Answer: If you have never done it before, you should have a professional do it to ensure that it is done properly, as some undercoatings do not get into all the nooks and crannies without a proper blasting from an air hose. However, if you are mechanically inclined, a gallon jug of Fluid Film and a roller brush will do just fine.
Question: Should I install a hard or soft tonneau cover?
Answer: It is up to your preference, but generally, a hard tonneau cover will provide greater durability and security, along with not flapping under heavy wind in some cases.
Question: Is an aftermarket sway bar really necessary?

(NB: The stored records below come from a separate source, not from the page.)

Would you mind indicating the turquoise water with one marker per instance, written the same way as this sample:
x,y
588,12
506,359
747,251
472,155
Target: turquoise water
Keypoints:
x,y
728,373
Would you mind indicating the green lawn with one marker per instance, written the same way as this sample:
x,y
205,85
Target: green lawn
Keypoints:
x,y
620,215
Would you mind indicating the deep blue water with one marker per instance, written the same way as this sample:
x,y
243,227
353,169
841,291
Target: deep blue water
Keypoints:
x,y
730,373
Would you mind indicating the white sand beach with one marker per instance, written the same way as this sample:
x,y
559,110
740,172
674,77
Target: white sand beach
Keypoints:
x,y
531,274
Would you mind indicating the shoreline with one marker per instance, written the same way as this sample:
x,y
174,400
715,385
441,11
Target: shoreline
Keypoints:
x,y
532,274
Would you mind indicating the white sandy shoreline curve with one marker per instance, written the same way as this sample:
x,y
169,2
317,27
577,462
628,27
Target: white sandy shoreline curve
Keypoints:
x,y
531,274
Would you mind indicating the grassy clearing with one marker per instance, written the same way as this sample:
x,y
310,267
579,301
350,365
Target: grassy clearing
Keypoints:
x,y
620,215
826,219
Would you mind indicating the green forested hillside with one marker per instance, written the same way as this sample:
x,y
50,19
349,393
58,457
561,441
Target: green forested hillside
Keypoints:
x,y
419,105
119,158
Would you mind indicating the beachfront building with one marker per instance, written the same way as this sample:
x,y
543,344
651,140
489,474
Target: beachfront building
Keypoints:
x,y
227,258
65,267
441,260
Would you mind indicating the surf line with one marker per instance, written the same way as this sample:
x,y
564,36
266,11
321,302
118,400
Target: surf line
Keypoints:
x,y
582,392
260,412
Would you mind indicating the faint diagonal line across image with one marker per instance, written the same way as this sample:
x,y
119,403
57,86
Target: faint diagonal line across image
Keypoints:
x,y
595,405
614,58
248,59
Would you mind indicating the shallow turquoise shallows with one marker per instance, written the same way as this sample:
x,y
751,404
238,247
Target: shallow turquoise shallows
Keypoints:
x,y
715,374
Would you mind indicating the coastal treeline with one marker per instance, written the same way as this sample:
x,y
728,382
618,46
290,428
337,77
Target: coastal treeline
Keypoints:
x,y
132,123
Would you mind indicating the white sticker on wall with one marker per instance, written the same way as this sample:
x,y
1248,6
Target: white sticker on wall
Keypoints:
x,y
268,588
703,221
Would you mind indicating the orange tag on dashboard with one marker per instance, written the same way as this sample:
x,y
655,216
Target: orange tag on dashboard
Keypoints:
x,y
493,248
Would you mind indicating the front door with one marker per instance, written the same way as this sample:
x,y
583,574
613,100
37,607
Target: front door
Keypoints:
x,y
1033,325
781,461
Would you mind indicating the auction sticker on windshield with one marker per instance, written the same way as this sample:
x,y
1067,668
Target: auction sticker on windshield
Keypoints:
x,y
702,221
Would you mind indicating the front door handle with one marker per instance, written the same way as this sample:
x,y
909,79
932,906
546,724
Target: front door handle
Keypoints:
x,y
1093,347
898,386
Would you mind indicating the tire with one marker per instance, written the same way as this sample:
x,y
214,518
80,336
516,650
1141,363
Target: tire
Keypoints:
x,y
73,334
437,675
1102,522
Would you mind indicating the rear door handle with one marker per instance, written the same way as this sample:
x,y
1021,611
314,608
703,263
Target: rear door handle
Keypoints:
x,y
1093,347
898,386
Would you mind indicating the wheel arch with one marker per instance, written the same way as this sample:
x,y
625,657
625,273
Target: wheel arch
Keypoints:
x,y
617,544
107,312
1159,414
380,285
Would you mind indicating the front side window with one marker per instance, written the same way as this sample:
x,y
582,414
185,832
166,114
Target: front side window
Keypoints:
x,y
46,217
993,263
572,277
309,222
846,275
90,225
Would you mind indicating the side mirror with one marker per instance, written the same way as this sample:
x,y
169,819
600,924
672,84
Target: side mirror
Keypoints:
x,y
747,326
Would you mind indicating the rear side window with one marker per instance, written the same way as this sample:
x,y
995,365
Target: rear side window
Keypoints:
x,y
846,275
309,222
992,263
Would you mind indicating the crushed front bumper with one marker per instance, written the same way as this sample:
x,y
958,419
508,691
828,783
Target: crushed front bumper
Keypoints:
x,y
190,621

Answer: Aftermarket sway bars are not essential to your truck’s ride and handling. However, they will help keep it flatter through the bends and more settled overall. Factory sway bars perform just fine, however.
While this is not an extensive list of accessories/upgrades, it is a list of accessories that are great for your Tundra and will improve useability, durability, and in some cases, security overall. Of course, ultimately, it is up to you to find the accessories you need to personalize your Tundra, but this is a good start.
As for which accessory I would recommend, a professional undercoating (not bedliner) is the best. It is not something you can see, but rust kills many a good truck frame before the engine and transmission give up, and so coating the frame will allow you to get many more miles out of your truck. This, of course, is if you live somewhere with snow. Nonetheless, if your truck sees snow, it should be undercoated before it rusts too badly; it is money well spent.